On May 5, 1993, three eight-year-old boys went for a bike ride from which they would never return. Later, their bodies were found bound, beaten, and naked in a river. After a search and a trial, three teenagers were charged with the murders, despite a lack of actual evidence. This has been a well-documented case, with many media outlets covering it and even a book being written about it. It’s that book, Devil’s Knot: The True Story of the West Memphis Three, which served as the basis for this film, which shortens the title just to Devil’s Knot.
In essence, the film is led by two people. The first is Pamela Hobbs (Reese Witherspoon), who is the mother of one of the dead boys. She’s our emotional center, and the person who acts as the surrogate to allow us to see the community’s reaction to the deaths. This part of the story isn’t particularly effective. Save for one really touching scene which involves a trip to her son’s classroom, she mostly just sits there and looks sad. That’s understandable, but it doesn’t do a whole lot for the film or for its audience.
Pamela plays second fiddle to Ron Lax (Colin Firth), who plays a private investigator determined to get to the bottom of this case. Why? He doesn’t know whether or not the teenagers accused of the killing, but he knows that he doesn’t want to see three more dead bodies because of the case. Why? The film sometimes hints at there being more to it than that, but that’s as far as it goes with his character. He’s there to get to the bottom of the investigation, not have a real character.

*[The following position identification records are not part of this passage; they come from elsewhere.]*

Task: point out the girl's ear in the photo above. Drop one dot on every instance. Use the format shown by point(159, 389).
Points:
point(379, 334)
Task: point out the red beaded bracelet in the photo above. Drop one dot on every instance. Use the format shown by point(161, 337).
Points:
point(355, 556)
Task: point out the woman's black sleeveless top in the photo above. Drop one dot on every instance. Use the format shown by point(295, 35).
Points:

In a lot of ways, there aren’t any real characters in the film, even with many of them being based on real-world people. There isn’t any complexity or depth to any of them. They’re all vessels designed for a specific purpose. Almost all of the film is comprised of exposition or supposition. And it all relates to this case, which becomes more important than anyone else. The film wants to create further doubt when it comes to the eventual outcome of the case, and it’s not concerned about anything else.
To be fair, that’s something that Devil’s Knot does really well. Telling the “real” story, which involves terrible police work and a targeted approach in “finding” the “murderers,” is intriguing. It should work well as a movie. There isn’t any reason for it to not. But when the central focus is just on telling the story of the case, not the people involved in it, it loses any sense of human interest. You can’t care about anyone involved and at that point intrigue levels begin to fade.
I mean, sure, it really sucks that three teenagers were potentially wrongfully charged with murders just because some people higher up in the world decided to target them. They’re painted as the real victims, and if they didn’t do it, then that’s a fair portrayal. But we barely get to know them. Only one of them actually gets more than a few forgettable lines, and I couldn’t even tell you which one that is. Whichever one had long hair and smoked. Damien, perhaps? This is how involving the film is; I can’t even tell you with certainty the name of one of its primary characters.
I feel like Devil’s Knot would have worked better as a documentary, because that’s what it feels like it wants to be. It wants to add doubt to a real-world case that was already full of exactly that. And it succeeds. But it does so at the expense of a compelling narrative and characters. This is much less of a problem with a documentary, which could lay out the facts and doubt without the expectations that come with a narrative film.
There have been a few documentaries about the case, actually. The most prominent of which is the Paradise Lost trilogy — yes, trilogy — which started in 1996 and concluded in 2011. That much coverage has been made of this, and with much more depth. There have been other books written, television specials aired, and a significant amount of coverage given. Do we really need this film, which scratches the surface and doesn’t provide much else that hasn’t already been covered? The answer, unfortunately, is no.
Devil’s Knot doesn’t suffer from bad acting. Alongside dependable leads in Reese Witherspoon and Colin Firth, the supporting cast is made up of veteran actors who revel in smaller roles. Actors like Elias Koteas — who has one scene, if I remember correctly — Alessandro Nivola, Bruce Greenwood, and Amy Ryan are all great in the few scenes they get. Dane DeHaan is also in this, so if you like him and want to see him “good,” you might want to see this film just for the couple of scenes he gets.
I struggle to find a reason to recommend Devil’s Knot. Anyone interested in this case will have already watched some of the documentaries, while those who haven’t heard of it will see this and not get the full picture. Instead, they’ll be treated to a narrative and characters who exist not to be interesting or compelling, but to act as vessels through which the film can add doubt to a not-at-all clear-cut case. The story is interesting, but the way it was told here just doesn’t work.